Differences in rates of change in OCT parameters between diverse racial-ethnic groups have not been investigated using a large population receiving routine care. Researchers from the

Bascom Palmer Eye Institute in Miami recently evaluated how jointly modeled rates of peripapillary retinal nerve fiber (pRNFL) and macular ganglion cell-inner plexiform layer (mGCIPL) parameters differed between racial-ethnic groups when stratified by baseline disease severity and adjusted for key ocular and demographic characteristics. Their study identified faster rates of pRNFL and mGCIPL loss among non-Hispanic Black eyes across most of the spectrum of glaucomatous disease. These findings highlighted the complex interplay of genetic, ocular and socio-environmental factors that may influence the progression of glaucoma and contribute to the observed disparities between racial-ethnic groups.
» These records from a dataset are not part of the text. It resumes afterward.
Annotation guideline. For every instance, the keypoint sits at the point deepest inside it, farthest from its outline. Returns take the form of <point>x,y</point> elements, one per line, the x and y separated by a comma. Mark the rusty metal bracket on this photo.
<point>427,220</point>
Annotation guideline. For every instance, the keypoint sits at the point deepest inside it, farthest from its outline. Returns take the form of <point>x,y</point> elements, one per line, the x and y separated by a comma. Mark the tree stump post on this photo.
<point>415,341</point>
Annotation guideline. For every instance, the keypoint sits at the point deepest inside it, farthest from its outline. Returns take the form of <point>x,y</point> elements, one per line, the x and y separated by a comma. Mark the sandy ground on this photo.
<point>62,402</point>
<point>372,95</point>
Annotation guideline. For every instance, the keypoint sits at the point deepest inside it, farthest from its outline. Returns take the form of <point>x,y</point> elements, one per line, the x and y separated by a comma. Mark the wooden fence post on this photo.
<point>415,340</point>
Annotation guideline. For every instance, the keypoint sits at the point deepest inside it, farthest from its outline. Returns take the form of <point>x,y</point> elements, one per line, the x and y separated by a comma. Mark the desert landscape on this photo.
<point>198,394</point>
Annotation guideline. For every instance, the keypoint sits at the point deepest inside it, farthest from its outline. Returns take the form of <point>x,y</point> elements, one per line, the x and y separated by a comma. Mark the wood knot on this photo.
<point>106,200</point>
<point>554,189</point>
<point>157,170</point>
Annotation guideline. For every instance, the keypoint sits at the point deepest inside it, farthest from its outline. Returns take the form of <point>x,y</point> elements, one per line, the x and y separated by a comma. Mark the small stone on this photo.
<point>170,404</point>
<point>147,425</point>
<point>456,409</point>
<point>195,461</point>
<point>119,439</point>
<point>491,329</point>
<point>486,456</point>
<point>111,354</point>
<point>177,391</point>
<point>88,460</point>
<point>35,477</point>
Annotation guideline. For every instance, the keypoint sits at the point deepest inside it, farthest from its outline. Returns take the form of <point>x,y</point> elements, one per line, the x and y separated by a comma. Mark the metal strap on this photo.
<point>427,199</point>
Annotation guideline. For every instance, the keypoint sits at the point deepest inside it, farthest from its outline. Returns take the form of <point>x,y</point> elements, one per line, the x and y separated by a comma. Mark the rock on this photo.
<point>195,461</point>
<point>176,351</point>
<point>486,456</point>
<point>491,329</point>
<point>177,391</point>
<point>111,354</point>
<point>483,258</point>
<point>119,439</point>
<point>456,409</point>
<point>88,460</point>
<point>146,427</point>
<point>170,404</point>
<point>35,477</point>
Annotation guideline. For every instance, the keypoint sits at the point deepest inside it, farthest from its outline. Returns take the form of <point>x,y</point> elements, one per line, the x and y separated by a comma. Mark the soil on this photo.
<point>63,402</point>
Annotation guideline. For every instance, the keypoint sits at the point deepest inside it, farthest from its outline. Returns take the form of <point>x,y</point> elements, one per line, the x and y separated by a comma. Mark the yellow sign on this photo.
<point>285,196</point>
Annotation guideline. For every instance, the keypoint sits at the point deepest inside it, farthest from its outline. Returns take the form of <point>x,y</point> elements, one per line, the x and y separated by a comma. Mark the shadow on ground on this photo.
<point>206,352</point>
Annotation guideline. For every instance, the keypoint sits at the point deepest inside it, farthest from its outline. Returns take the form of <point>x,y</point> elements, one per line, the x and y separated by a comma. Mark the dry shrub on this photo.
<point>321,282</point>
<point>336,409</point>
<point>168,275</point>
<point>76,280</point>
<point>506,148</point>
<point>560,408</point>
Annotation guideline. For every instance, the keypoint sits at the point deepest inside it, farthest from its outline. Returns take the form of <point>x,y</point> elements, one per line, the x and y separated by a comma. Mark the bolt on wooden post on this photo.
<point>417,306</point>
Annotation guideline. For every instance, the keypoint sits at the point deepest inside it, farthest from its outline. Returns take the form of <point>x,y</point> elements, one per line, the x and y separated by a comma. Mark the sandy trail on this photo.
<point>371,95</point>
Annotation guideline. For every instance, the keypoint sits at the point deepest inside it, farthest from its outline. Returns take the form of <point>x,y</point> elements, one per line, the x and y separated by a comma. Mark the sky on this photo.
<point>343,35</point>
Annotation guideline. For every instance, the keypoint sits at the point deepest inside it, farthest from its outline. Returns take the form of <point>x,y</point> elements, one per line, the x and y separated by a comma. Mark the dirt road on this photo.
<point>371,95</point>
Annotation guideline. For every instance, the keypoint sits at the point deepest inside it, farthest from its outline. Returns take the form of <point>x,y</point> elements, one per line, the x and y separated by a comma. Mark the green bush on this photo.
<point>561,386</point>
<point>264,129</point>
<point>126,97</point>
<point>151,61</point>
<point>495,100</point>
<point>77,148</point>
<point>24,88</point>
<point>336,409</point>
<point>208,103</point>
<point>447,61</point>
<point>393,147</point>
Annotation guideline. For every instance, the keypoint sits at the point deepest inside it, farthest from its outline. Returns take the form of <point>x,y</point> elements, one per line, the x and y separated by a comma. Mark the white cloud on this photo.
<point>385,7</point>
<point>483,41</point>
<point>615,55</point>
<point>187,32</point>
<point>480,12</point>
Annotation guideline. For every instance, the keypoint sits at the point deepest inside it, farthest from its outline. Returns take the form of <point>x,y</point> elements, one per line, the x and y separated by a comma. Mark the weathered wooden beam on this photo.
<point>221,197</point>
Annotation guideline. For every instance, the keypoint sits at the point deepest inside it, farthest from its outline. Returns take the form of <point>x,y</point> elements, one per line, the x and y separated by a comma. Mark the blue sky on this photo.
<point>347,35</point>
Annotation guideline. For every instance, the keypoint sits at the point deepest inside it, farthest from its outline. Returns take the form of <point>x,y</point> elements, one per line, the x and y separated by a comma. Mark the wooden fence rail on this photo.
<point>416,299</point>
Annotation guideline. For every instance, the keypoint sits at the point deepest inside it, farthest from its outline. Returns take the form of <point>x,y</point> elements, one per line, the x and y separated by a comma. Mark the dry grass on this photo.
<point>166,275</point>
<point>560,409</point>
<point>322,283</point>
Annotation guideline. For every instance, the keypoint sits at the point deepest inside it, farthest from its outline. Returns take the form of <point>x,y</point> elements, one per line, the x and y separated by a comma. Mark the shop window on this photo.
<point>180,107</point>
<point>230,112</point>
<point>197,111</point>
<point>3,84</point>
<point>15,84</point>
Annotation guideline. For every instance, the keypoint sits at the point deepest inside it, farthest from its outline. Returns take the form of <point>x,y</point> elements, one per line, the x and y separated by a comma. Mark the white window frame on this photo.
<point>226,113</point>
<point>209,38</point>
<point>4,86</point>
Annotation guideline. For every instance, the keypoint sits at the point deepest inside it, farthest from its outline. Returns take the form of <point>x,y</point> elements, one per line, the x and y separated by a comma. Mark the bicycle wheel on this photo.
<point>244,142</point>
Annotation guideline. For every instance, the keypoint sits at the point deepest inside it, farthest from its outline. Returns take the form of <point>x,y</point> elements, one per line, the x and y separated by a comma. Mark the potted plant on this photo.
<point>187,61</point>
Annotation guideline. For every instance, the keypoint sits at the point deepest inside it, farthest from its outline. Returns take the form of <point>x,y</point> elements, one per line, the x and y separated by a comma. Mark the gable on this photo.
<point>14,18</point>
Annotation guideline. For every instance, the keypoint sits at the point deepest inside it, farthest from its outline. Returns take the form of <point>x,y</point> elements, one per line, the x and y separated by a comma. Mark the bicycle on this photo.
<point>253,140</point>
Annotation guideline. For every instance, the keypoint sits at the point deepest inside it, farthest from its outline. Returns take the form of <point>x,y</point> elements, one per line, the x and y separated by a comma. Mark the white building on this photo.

To compare rates of change in these parameters among different race and ethnicities from a large electronic health record database of subjects with or suspected of glaucoma, this study evaluated a total of 21,472 spectral-domain OCT pRNFL scans and 14,431 mGCIPL scans from 2002 eyes. A total of 200 (15.6%) and 601 (46.8%) subjects identified as non-Hispanic Black and Hispanic, respectively.

Non-Hispanic Black eyes exhibited faster rates of change in pRNFL among glaucoma suspects (global pRNFL -0.57µm/year vs. -0.37µm/year among Hispanics), mild glaucoma (superior pRNFL quadrant -1.20µm/year vs. -0.75µm/year among non-Hispanic whites) and moderate glaucoma eyes (superior pRNFL quadrant -1.31µm/year vs. -0.52µm/year among Hispanics). Non-Hispanic Black eyes exhibited faster rates of mGCIPL loss, corresponding to pRNFL rates. The global pRNFL and mGCIPL rates were strongly correlated.

Significant differences in mGCIPL rates topographically mirrored areas of significant differences in pRNFL rates in most cases. Among glaucoma suspects, the researchers observed faster thinning in the inferior pRNFL quadrant and inferior/inferotemporal/inferonasal mGCIPL sectors in non-Hispanic Black eyes. Conversely, Hispanics exhibited faster rates in the inferior pRNFL quadrant and inferonasal mGCIPL sector among mild glaucoma eyes, although the former was not statistically significant. Among moderate glaucoma eyes, the superior pRNFL quadrant and superotemporal mGCIPL sector both featured faster rates among non-Hispanic Black eyes.

“These topographically correlated findings strengthen the likelihood of key differences between racial-ethnic groups,” the research team wrote in their paper.

“In our study, central corneal thickness (CCT) was significantly lower among non-Hispanic Black eyes, potentially suggesting a difference in sclera and lamina cribrosa biomechanics, which may dictate how elevated IOP or IOP fluctuations impact pRNFL and mGCIPL loss,” they added.  “These findings highlight the complex interplay of genetic, ocular and socioenvironmental factors that may influence the progression of glaucoma and contribute to the observed disparities between racial-ethnic groups.”

They concluded that racial-ethnic differences must be considered in the management of glaucoma patients, given the potential for a more rapid rate of disease progression within certain groups.

Afflitto GG, Swaminathan SS. Racial-ethnic disparities in concurrent rates of peripapillary & macular OCT parameters among a large glaucomatous clinical population. Eye (Lond). May 4, 2024. [Epub ahead of print].